U.K. energy company E.ON is an example of the new type of potential customer the satellite industry can target. The company has been using an innovative approach towards satellite as it seeks to improve overall efficiency by using satellite technology. The company is working with the European Space Agency (ESA) and Earth Observation (EO) specialist Astrosat, capturing satellite imaging data to accurately identify areas across the U.K. where energy efficiency measures are most needed. Joel Stafford, Commercial Product Manager at E.ON told Via Satellite that the large amount of data which can be captured using satellite technology means a bigger and more accurate picture can be created quickly, which improves the success rate of installation works.Not only does the U.K. have a very developed energy efficiency market, E.ON itself has a wealth of historical data on energy efficiency measures and installations that can enhance the value of this product, said Stafford.
The three organizations (E.ON, ESA, and Astrosat) have been developing the system for around 18 months, with the next stage involving a city-scale trial, which is yet to be announced. ESA’s ambition is for space data to unlock greater business and societal opportunities and E.ON’s scale across Europe creates the potential to roll out the project across other countries once the U.K. trial has successfully concluded.
Significance of ESA
So, what is the significance of ESA’s involvement in the project? “ESA’s involvement unlocks funding and ESA will oversee the project. They are also a gateway to the European market should we extend the project into other markets and countries after the trial period. The core dataset will be generated using publicly available datasets such as census information and Energy Performance Certificates (EPCs), processed and aggregated so they present a community level view with no individually identifiable information,” said Stafford. “Astrosat will then augment this with unique data generated from space as well as customer specific datasets. All customer data will be securely stored and segmented so that it is only available to authorised users.”
One of the questions now for E.ON is could expand its use of satellite technology. Stafford admits that E.ON sees potential for satellites to benefit the company in other markets, i.e., air quality monitoring and traffic management. He says this project with Astrosat and ESA is giving the company a great insight into the possibilities of satellite technology within its business as well. He cites examples such as using GPS to track mobile assets, using satellite communications to report in from remote locations (including automatic data reporting). “At this stage we are concentrating on benefits in the energy efficiency field — pinpointing clusters of households either in fuel poverty or those at risk. Matched with government data, this heat mapping technology could mean less time spent on the road or knocking on doors and more time dedicated to actually upgrading homes so people can lead more comfortable, healthier lives,” he said. “This enables an approach that is much more efficient than existing methods and can proactively locate whole areas or communities that would most benefit from improvements, rather than relying on input from residents who might be wary of reporting themselves as vulnerable or in need of extra help.”

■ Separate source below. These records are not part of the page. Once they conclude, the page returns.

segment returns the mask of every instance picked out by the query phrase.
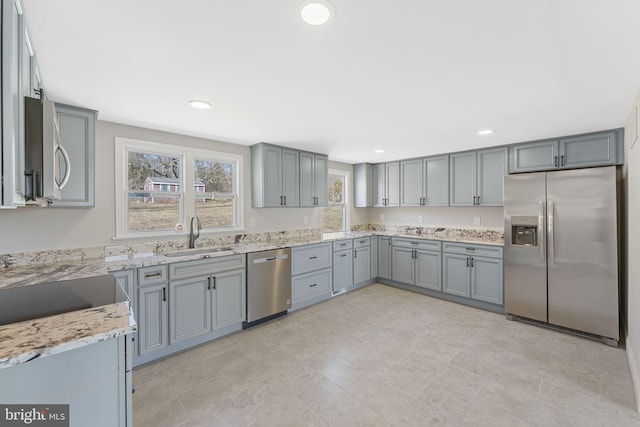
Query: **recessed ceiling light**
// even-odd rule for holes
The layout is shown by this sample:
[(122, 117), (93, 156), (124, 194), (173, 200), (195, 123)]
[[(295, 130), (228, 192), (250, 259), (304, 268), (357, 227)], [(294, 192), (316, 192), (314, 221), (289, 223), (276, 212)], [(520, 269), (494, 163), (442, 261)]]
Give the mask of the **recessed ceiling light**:
[(478, 131), (478, 135), (491, 135), (494, 132), (495, 130), (493, 129), (483, 129)]
[(202, 101), (200, 99), (192, 99), (191, 101), (189, 101), (189, 105), (199, 110), (209, 110), (213, 108), (213, 105), (211, 105), (210, 102)]
[(375, 151), (374, 151), (374, 153), (376, 153), (376, 154), (382, 154), (382, 153), (384, 153), (384, 150), (375, 150)]
[(322, 25), (333, 15), (333, 7), (327, 2), (308, 2), (302, 6), (300, 16), (309, 25)]

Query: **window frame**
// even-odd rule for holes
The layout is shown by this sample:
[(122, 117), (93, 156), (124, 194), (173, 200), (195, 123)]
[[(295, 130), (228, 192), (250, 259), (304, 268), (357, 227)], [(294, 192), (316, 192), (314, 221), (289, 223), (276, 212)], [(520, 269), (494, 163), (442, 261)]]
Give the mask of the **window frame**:
[(351, 227), (349, 226), (349, 182), (350, 182), (350, 177), (351, 177), (351, 173), (349, 171), (346, 170), (342, 170), (342, 169), (329, 169), (328, 173), (327, 173), (327, 181), (329, 180), (329, 176), (331, 175), (340, 175), (343, 177), (343, 182), (342, 182), (342, 203), (332, 203), (330, 201), (330, 197), (328, 194), (328, 191), (330, 190), (330, 185), (329, 182), (327, 182), (327, 207), (331, 208), (331, 207), (336, 207), (336, 206), (342, 206), (342, 230), (332, 230), (332, 231), (325, 231), (323, 224), (324, 224), (324, 207), (322, 208), (322, 212), (321, 212), (321, 218), (320, 218), (320, 227), (322, 230), (322, 233), (344, 233), (347, 232)]
[[(180, 224), (182, 230), (149, 230), (149, 231), (129, 231), (128, 230), (128, 155), (130, 151), (148, 152), (153, 154), (168, 155), (180, 158), (180, 192), (169, 192), (169, 194), (181, 194), (180, 197)], [(195, 215), (196, 192), (193, 185), (185, 183), (194, 182), (194, 160), (217, 160), (230, 162), (234, 165), (233, 170), (233, 193), (226, 194), (232, 196), (233, 204), (233, 224), (224, 227), (203, 228), (203, 233), (230, 233), (244, 230), (244, 199), (241, 195), (243, 187), (243, 160), (239, 154), (225, 153), (214, 150), (194, 149), (190, 147), (165, 144), (159, 142), (142, 141), (130, 138), (115, 138), (115, 210), (116, 210), (116, 235), (117, 239), (140, 238), (140, 237), (167, 237), (167, 236), (187, 236), (189, 234), (189, 220)], [(162, 193), (162, 192), (159, 192)], [(206, 193), (210, 194), (210, 193)], [(159, 194), (160, 195), (160, 194)], [(167, 193), (164, 193), (167, 196)]]

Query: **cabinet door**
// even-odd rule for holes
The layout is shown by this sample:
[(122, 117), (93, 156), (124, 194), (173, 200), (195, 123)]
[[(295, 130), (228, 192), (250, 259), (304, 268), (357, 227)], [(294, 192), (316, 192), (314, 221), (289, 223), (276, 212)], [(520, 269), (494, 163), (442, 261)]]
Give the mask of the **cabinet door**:
[(400, 163), (385, 164), (387, 206), (400, 206)]
[(353, 283), (366, 282), (371, 278), (371, 248), (364, 246), (353, 250)]
[(315, 156), (314, 187), (315, 206), (329, 206), (329, 159), (326, 156)]
[(314, 189), (314, 156), (311, 153), (300, 153), (300, 206), (313, 206)]
[(333, 291), (337, 292), (353, 285), (352, 251), (338, 251), (333, 253)]
[(442, 290), (442, 274), (440, 265), (442, 264), (442, 254), (440, 252), (416, 251), (416, 286)]
[(449, 156), (451, 206), (473, 206), (476, 177), (476, 153)]
[(116, 271), (113, 273), (113, 277), (120, 283), (122, 289), (124, 289), (125, 293), (129, 297), (129, 307), (133, 309), (133, 313), (136, 314), (137, 307), (135, 304), (135, 275), (133, 274), (133, 270), (122, 270)]
[(245, 270), (232, 270), (214, 274), (212, 313), (213, 328), (240, 323), (246, 320), (245, 315)]
[(378, 237), (378, 277), (391, 279), (391, 237)]
[(415, 283), (415, 268), (413, 259), (413, 249), (392, 247), (391, 248), (391, 277), (396, 282)]
[(263, 148), (263, 192), (264, 206), (282, 205), (282, 149), (264, 146)]
[(378, 238), (371, 238), (371, 272), (369, 278), (373, 279), (378, 276)]
[(560, 167), (614, 165), (616, 139), (614, 132), (583, 135), (560, 140)]
[(297, 151), (282, 150), (282, 195), (285, 206), (300, 206), (300, 156)]
[[(2, 205), (24, 205), (24, 102), (20, 84), (21, 21), (14, 1), (2, 3)], [(6, 61), (6, 62), (5, 62)], [(22, 149), (21, 149), (22, 147)]]
[(422, 160), (400, 162), (400, 206), (422, 206)]
[(368, 163), (353, 165), (353, 206), (373, 206), (373, 166)]
[(138, 354), (167, 346), (167, 285), (138, 288)]
[(373, 165), (373, 206), (385, 206), (387, 194), (385, 190), (385, 165)]
[(449, 206), (449, 156), (424, 159), (424, 196), (428, 206)]
[(209, 276), (169, 282), (171, 344), (205, 334), (211, 329)]
[[(71, 161), (69, 182), (61, 191), (59, 207), (95, 206), (95, 123), (96, 112), (84, 108), (56, 104), (60, 143)], [(58, 170), (64, 171), (61, 162)], [(61, 172), (63, 174), (63, 172)]]
[(476, 159), (478, 167), (476, 203), (480, 206), (503, 206), (507, 149), (478, 151)]
[(509, 172), (532, 172), (558, 167), (558, 141), (515, 145), (509, 150)]
[(502, 260), (472, 257), (471, 298), (503, 305)]
[(469, 297), (471, 257), (442, 255), (442, 291), (461, 297)]

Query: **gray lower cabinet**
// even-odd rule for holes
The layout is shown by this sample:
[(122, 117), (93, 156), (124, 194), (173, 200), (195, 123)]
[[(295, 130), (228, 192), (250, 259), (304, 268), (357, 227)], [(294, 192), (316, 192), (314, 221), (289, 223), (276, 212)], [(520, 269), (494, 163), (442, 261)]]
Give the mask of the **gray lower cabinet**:
[(254, 208), (298, 206), (298, 151), (269, 144), (251, 146), (251, 202)]
[(499, 246), (445, 242), (442, 291), (503, 305), (503, 260)]
[(449, 156), (400, 162), (400, 206), (449, 205)]
[(214, 293), (212, 307), (212, 329), (218, 329), (245, 320), (245, 270), (216, 273), (213, 277)]
[[(60, 200), (51, 206), (95, 206), (95, 144), (98, 113), (86, 108), (56, 104), (60, 143), (69, 155), (69, 181), (61, 191)], [(60, 165), (64, 171), (64, 162)], [(61, 172), (61, 174), (64, 172)]]
[(333, 253), (333, 292), (338, 292), (353, 285), (352, 254), (352, 249)]
[(393, 238), (392, 279), (439, 291), (441, 257), (440, 242)]
[(138, 355), (169, 345), (167, 284), (138, 287)]
[(208, 276), (169, 282), (171, 344), (205, 334), (211, 329)]
[(300, 206), (328, 206), (329, 159), (300, 152)]
[[(333, 244), (351, 247), (351, 240)], [(350, 251), (350, 249), (349, 249)], [(350, 257), (345, 257), (349, 258)], [(331, 243), (291, 248), (291, 310), (297, 310), (331, 297), (333, 289), (333, 251)]]
[(378, 277), (391, 279), (391, 237), (378, 236)]
[(353, 283), (357, 285), (371, 278), (371, 238), (353, 239)]
[(400, 206), (400, 163), (373, 166), (373, 205)]
[[(122, 289), (124, 289), (125, 293), (127, 294), (127, 296), (129, 297), (129, 307), (131, 307), (131, 309), (133, 310), (133, 317), (134, 319), (138, 319), (138, 305), (137, 305), (137, 300), (136, 300), (136, 275), (135, 275), (135, 271), (134, 270), (121, 270), (121, 271), (115, 271), (112, 273), (113, 277), (115, 277), (118, 282), (120, 283), (120, 286), (122, 286)], [(134, 332), (132, 334), (132, 340), (134, 341), (135, 344), (137, 344), (138, 341), (138, 333)], [(137, 356), (138, 354), (138, 346), (134, 345), (133, 346), (133, 356)]]
[(622, 164), (623, 129), (509, 147), (509, 173)]
[(353, 165), (353, 206), (373, 206), (373, 166), (369, 163)]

He says satellite’s prime benefit is the ability to visualise and compare multiple different datasets instantly and block out areas that do not fit criteria or do not need support. By doing this Stafford says E.ON can target efforts at those places where people might need the most help or we can deliver the largest benefits. The platform is built to allow for the development of additional layers of data that can be simply plugged in, extending the potential to other opportunities in any given area.“Currently in trial format, we envisage working alongside local authorities, city mayors etc to explore how we might tackle specific challenges and take advantage of opportunities in their given regions — alongside the energy efficiency improvements to individual homes, as an example, using waste heat from existing industrial sites to power a district heating scheme bringing affordable and lower carbon communities across nearby communities,” he added.
Space Based Data
I ask Stafford the importance of space-based data for a company like E.ON. He says space data has the ability to provide the opportunity to “fill in the gaps” where earth-based data is either out of data or doesn’t provide full coverage. While he argues that he U.K. is a relatively “data-rich” environment, he says there are still lots of areas where E.ON does not have all the information it needs, and this is where space data can help to fill these gaps
“In its first iteration, the platform helps to locate and provide targeted support for the most vulnerable groups or areas in society. Future iterations will leverage the growing wealth of high resolution commercial data that is now coming online,” he said. “Multiple datasets can be helpful as they build up a big picture of truth about an area and validate against each other. This is a new way of looking at communities and understanding the problems these communities face. It will also help for resources to be directed at these communities more effectively and efficiently.”
It is an ambitious project and an example of how a company, maybe not seen as a traditional satellite customer a few years ago, could benefit from using satellite technology to improve its overall operations. “The key to making space data successful is really understanding what makes actionable information for the users — then finding a way to derive this from the vast amount of space data that is available. We then need to validate the information that has been derived from space to confirm that it’s accurate and to build user confidence in the information that’s being presented to the users,” said Stafford.